In the meantime however, I want to make it clear, as a physician who wants to ultimately to see my patients live healthy, happy and long lives, that talking to someone trusted about the thoughts, and getting perspective, is much better than keeping them secret. In addition, although the ultimate goal is removal from exposure and eradication of the inflammation in the body, I will offer allopathic and natural treatments to help alleviate suffering during the process, since many do find them helpful when the depression overtakes the ability to act rationally.
Reading about child abuse, inflammation and depression, I began to think about chinese medicine and yin yang hot cold.
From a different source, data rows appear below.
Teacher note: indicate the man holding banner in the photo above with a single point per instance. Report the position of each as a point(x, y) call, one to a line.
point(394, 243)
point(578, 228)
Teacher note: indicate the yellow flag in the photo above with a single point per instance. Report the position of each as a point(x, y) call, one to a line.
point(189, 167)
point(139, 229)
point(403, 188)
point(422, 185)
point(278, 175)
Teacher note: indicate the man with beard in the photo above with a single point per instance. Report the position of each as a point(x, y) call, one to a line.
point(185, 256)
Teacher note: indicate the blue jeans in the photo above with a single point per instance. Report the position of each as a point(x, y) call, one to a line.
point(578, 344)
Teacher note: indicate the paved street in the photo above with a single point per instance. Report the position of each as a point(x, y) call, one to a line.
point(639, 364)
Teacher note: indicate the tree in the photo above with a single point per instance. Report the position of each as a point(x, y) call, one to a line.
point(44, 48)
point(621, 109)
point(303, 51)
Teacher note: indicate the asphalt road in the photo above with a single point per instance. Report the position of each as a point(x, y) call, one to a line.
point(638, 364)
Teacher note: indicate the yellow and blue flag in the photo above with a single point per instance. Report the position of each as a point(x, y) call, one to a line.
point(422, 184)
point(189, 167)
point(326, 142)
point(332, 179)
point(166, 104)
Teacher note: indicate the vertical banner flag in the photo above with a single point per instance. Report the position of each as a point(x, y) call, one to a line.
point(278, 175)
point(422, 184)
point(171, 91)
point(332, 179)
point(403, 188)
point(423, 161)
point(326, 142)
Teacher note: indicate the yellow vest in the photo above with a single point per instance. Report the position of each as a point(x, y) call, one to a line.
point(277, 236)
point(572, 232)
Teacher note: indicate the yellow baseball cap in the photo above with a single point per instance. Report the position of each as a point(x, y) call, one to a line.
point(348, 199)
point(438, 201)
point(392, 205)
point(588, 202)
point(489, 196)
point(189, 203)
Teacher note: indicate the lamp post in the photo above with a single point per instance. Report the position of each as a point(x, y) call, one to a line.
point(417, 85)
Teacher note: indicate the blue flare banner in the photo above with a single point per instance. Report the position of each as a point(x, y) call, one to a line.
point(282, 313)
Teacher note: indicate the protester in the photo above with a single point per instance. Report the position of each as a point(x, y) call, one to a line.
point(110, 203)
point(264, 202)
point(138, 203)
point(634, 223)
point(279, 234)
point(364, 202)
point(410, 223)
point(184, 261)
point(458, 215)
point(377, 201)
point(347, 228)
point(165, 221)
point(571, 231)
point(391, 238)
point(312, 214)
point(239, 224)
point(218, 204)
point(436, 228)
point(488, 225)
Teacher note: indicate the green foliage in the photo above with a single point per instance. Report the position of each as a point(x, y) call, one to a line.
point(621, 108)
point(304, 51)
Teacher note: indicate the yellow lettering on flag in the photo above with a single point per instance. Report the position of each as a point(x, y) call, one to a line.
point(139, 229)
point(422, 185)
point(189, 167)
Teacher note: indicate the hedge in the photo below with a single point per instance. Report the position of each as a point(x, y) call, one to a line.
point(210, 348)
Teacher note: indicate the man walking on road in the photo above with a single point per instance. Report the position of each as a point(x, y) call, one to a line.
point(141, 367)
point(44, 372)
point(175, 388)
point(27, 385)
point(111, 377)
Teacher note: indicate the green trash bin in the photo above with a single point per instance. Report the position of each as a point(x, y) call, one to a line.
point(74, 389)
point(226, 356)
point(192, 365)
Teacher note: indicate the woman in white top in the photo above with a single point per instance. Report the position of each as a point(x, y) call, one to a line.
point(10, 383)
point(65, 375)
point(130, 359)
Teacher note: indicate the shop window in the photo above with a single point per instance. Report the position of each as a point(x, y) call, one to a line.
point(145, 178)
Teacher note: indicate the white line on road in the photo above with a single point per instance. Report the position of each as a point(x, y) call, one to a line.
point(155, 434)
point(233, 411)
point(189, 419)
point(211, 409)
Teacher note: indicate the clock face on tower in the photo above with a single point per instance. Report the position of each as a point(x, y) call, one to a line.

And the. I read Eric’s reply about running away from mold reaction…children can’t run away from abuse, but they get angry and afraid which are hot emotions which leads to inflammation? Adrenal exhaustion Is that part of the equation? FEAR. FIGHT OR FLIGHT. Emotions channel into the body via the energy pathway of the chakras into the glandular system. We have an energetic emotional body field which interpenetrates the physical body. SEE Barbara Ann Brennan School of Healing and her books on Human Energy Fields and illness. HANDS OF LIGHT, LIGHT EMERGING.